The income inequality ratio in Alpha is 3 and the income inequality ratio in Omega is 6. The top two residents in Alpha would need to earn $250,000 each in order to have the same income inequality ratio as Omega. The new income inequality ratio in Alpha can be calculated using the updated income distribution.

Step-by-step explanation:

Part 1. The income inequality ratio in Alpha can be calculated by dividing the income of the top 20% of residents (2 residents) by the income of the bottom 20% of residents (2 residents). In this case, the income inequality ratio in Alpha is ($60,000 + $60,000) / ($20,000 + $20,000) = $120,000 / $40,000 = 3. The income inequality ratio in Omega can be calculated in the same way, which is ($300,000 + $300,000) / ($50,000 + $50,000) = $600,000 / $100,000 = 6.

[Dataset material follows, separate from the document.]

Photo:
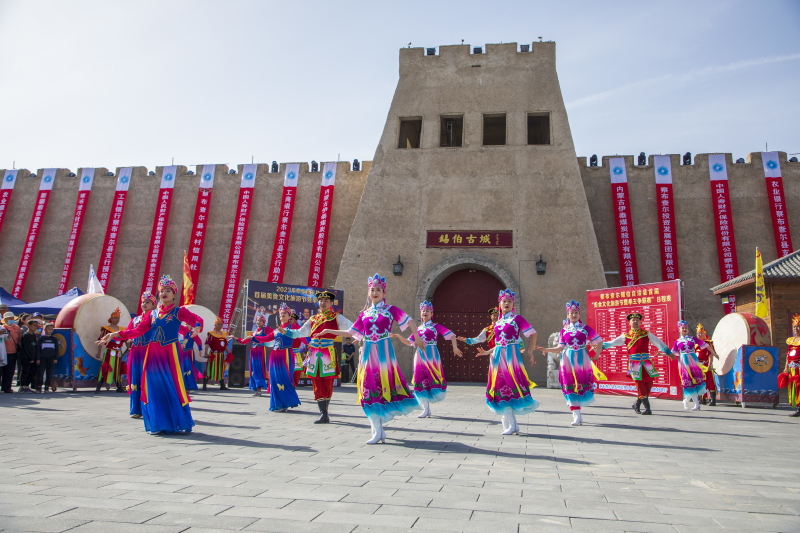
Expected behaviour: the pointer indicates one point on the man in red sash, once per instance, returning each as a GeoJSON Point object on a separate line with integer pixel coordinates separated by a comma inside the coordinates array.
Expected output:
{"type": "Point", "coordinates": [323, 364]}
{"type": "Point", "coordinates": [640, 368]}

Part 2. To find out how much the top two residents in Alpha would need to earn in order to have the same income inequality ratio as Omega, we can set up a proportion: ($90,000 + $90,000) / ($30,000 + $30,000) = ($250,000 + $250,000) / ($50,000 + $50,000). By cross-multiplying and solving for the unknown income, we get: 2 * unknown income = 2 * $250,000, so the top two residents in Alpha would need to earn $250,000 each.

Part 3. The new income inequality ratio in Alpha can be calculated by using the same method as in Part 1 with the updated income distribution. By counting the income of the top 20% of residents (3 residents) and the income of the bottom 20% of residents (3 residents), we can calculate the new income inequality ratio.